Christie is sometimes condemned as lightweight, but there is an underlying theme of seriousness here that shouldn’t be ignored. 1951 was a year when there were plenty of tensions in the world; the post-War euphoria and sense of rapprochement between East and West at the defeat of Hitler had died down, the Iron Curtain was well and truly in place, and the arms race was seen as a growing threat to the world. Christie was obviously aware of the global situation and has the two sides going for a cautious approach to rapport which is threatened by a third party. It was obviously something she felt strongly about, having lived through two World Wars, and she has the likeable Dakin say at one point:

The delusion that by force you can impose the Millennium on the human race is one of the most dangerous delusions in existence. Those who are out only to line their own pockets can do little harm – mere greed defeats its own ends. But the belief in a superstratum of human beings – in Supermen to rule the rest of the decadent world – that, Victoria, is the most evil of all beliefs. For when you say, “I am not as other men” – you have lost the two most valuable qualities we have ever tried to attain: humility and brotherhood.

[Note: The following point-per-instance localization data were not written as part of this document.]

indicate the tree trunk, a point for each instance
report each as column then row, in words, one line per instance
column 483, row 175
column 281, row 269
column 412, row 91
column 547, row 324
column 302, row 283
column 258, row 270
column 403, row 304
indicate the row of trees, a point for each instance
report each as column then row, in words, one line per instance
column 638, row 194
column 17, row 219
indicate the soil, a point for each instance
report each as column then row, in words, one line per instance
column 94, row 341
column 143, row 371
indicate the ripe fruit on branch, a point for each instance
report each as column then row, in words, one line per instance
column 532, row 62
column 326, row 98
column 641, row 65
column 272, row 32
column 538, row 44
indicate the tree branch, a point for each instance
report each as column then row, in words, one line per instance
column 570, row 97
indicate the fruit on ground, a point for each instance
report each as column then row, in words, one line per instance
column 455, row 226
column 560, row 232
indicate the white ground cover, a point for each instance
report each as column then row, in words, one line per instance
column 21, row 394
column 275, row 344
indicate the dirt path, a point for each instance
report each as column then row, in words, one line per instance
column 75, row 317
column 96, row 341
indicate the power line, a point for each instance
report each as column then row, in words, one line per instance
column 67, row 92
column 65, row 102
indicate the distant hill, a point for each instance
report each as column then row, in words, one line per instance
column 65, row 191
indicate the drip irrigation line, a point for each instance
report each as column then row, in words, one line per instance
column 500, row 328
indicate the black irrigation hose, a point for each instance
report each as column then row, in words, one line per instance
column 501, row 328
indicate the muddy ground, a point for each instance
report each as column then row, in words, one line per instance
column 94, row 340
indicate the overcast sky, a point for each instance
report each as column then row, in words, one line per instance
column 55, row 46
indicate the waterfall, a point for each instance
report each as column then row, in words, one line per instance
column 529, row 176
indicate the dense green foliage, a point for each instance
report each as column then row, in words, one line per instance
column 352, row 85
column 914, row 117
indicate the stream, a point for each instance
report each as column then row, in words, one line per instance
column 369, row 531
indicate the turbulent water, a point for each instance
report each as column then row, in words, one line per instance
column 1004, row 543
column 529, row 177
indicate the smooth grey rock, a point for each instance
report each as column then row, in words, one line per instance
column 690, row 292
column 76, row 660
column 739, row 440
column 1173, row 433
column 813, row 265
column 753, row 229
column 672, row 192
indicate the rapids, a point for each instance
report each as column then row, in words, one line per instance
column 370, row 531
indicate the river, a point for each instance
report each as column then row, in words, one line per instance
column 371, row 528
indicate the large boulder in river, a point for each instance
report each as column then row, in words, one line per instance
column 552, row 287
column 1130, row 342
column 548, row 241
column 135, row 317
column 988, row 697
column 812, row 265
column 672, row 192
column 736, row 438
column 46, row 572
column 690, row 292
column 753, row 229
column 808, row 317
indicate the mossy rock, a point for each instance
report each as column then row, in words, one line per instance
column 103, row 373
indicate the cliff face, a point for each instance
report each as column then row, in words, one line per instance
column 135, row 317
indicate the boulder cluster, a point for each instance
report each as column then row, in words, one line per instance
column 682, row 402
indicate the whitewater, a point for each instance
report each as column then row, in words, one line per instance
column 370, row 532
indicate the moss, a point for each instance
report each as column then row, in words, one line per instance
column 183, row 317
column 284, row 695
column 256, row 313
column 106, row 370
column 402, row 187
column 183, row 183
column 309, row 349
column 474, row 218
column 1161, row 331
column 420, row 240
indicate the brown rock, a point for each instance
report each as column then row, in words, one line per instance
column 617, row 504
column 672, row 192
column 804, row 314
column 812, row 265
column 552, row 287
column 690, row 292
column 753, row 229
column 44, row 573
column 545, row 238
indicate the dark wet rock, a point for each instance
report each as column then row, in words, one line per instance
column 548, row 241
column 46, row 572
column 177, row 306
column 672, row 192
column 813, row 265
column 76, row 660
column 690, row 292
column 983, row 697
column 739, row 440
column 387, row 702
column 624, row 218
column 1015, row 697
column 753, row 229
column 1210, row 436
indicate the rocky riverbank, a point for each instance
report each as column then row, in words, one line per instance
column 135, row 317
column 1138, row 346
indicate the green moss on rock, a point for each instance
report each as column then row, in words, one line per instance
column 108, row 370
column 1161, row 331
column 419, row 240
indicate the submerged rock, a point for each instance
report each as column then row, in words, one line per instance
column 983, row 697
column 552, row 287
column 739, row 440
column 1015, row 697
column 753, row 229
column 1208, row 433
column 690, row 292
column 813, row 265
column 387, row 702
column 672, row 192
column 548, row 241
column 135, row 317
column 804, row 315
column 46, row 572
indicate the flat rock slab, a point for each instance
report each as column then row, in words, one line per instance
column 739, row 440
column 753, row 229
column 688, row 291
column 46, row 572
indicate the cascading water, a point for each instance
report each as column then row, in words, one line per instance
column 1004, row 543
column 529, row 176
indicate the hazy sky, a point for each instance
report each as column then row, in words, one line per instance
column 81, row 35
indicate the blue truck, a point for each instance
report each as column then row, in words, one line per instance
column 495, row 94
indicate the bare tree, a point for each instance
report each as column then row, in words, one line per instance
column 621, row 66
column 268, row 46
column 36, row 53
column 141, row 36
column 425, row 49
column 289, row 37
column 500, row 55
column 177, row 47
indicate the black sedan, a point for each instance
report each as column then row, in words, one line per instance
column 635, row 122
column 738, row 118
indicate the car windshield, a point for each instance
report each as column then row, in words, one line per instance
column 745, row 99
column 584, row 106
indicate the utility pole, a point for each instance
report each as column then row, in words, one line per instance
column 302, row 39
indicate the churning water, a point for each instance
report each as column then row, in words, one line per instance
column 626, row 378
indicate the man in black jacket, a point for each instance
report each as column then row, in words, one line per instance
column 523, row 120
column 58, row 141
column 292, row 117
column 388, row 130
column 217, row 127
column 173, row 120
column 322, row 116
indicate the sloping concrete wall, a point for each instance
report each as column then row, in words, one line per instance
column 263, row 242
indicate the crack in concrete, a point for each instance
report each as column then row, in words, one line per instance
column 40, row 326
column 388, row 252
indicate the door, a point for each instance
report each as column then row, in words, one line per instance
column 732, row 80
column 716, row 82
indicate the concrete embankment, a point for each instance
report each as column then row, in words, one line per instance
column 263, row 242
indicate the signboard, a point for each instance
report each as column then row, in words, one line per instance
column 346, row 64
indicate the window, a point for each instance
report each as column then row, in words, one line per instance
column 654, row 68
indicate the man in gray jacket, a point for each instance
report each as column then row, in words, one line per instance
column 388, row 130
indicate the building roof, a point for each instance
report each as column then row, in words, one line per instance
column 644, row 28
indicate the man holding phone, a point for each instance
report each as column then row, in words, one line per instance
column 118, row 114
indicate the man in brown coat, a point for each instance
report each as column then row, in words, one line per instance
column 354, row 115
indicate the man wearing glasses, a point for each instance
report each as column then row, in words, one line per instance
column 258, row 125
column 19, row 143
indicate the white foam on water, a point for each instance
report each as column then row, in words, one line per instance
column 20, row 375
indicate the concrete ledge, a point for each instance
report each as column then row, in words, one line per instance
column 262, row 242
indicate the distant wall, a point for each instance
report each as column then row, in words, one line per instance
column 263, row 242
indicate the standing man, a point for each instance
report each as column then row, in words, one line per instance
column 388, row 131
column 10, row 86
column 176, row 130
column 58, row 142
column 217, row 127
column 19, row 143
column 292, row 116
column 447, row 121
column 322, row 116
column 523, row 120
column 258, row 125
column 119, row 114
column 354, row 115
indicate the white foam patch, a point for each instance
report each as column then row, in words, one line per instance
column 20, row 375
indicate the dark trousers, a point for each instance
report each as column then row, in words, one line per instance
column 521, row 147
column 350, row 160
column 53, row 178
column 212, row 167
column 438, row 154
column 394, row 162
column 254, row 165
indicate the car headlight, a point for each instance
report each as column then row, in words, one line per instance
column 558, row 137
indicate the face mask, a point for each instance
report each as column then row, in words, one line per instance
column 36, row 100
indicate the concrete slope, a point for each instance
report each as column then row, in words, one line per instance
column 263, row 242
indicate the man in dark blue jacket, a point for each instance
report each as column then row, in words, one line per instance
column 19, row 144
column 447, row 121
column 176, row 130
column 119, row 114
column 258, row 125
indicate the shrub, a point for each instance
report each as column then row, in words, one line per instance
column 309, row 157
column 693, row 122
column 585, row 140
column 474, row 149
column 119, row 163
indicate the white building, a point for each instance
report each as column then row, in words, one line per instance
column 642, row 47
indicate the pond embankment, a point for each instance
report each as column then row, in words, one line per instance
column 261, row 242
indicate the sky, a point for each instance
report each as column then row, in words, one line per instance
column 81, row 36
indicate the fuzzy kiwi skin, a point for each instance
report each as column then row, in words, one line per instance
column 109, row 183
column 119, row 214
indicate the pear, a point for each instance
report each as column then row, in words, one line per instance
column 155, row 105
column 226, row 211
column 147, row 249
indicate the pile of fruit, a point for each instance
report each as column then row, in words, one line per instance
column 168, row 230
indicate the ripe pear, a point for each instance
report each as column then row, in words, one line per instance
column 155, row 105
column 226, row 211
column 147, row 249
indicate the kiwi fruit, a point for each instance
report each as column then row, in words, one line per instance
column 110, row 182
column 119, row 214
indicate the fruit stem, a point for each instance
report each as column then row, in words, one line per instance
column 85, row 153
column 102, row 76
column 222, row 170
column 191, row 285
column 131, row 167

The moral message aside, there is so much to love in “They Came to Baghdad”. Christie knows how to pace her book and tell a story, and I ended up staying up much too late to finish it. Her characters are believable and the switch in one particular person’s behaviour entirely convincing; there’s humour too, and some beautiful descriptions which give a strong sense of place.

Victoria, breathing in hot choking yellow dust, was unfavourably impressed by Baghdad. From the Airport to the Tio Hotel, her ears had been assailed by continuous and incessant noise. Horns of cars blaring with maddening persistence, voices shouting, whistles blowing, then more deafening senseless blaring of motor horns. Added to the loud incessant noises of the street was a small thin trickle of continuous noise which was Mrs. Hamilton Clipp talking.

A love of archaeology shows in her descriptions of Victoria helping out and developing a fascination with ancient history; this speaks eloquently of Christie’s own life and her involvement in the expeditions of her husband, Max Mallowan. But one of the strongest elements which came through in my reading of this was the sense of a lost past and a missing landscape; the setting for the story, described and evoked so beautifully by Christie, has no doubt been changed beyond recognition because of war and conflict and this added an extra poignancy to the book.

Surely those were the things that mattered – the little everyday things, the family to be cooked for, the four walls that enclosed the home, the one or two cherished possessions. All the thousands of ordinary people on the earth, minding their own business, and tilling the earth, and making pots and bringing up families and laughing and crying, and getting up in the morning and going to bed at night. They were the people who mattered, not these Angels with wicked faces who wanted to make a new world and who didn’t care whom they hurt to do it.  

You could, if you chose to, criticise the book I suppose; the plot is probably a little fantastic, Victoria’s escapades unlikely for a girl of her background, and there is the occasional mild racial stereotype. But these are tiny little things when set against the sweep of the story, the cleverness of the writing and the plot, and the sheer enjoyment of reading the book. Christie’s love for the area shines through, her sympathy for and empathy with the people and their way of life is evident, and her desire for a tolerant, kinder world is clear. We could do a lot worse nowadays to take that message on board; but in the meantime, if you want an enjoyable, entertaining thriller, set in an evocative lost landscape, you need look no further than “They Came to Baghdad” – wonderful book!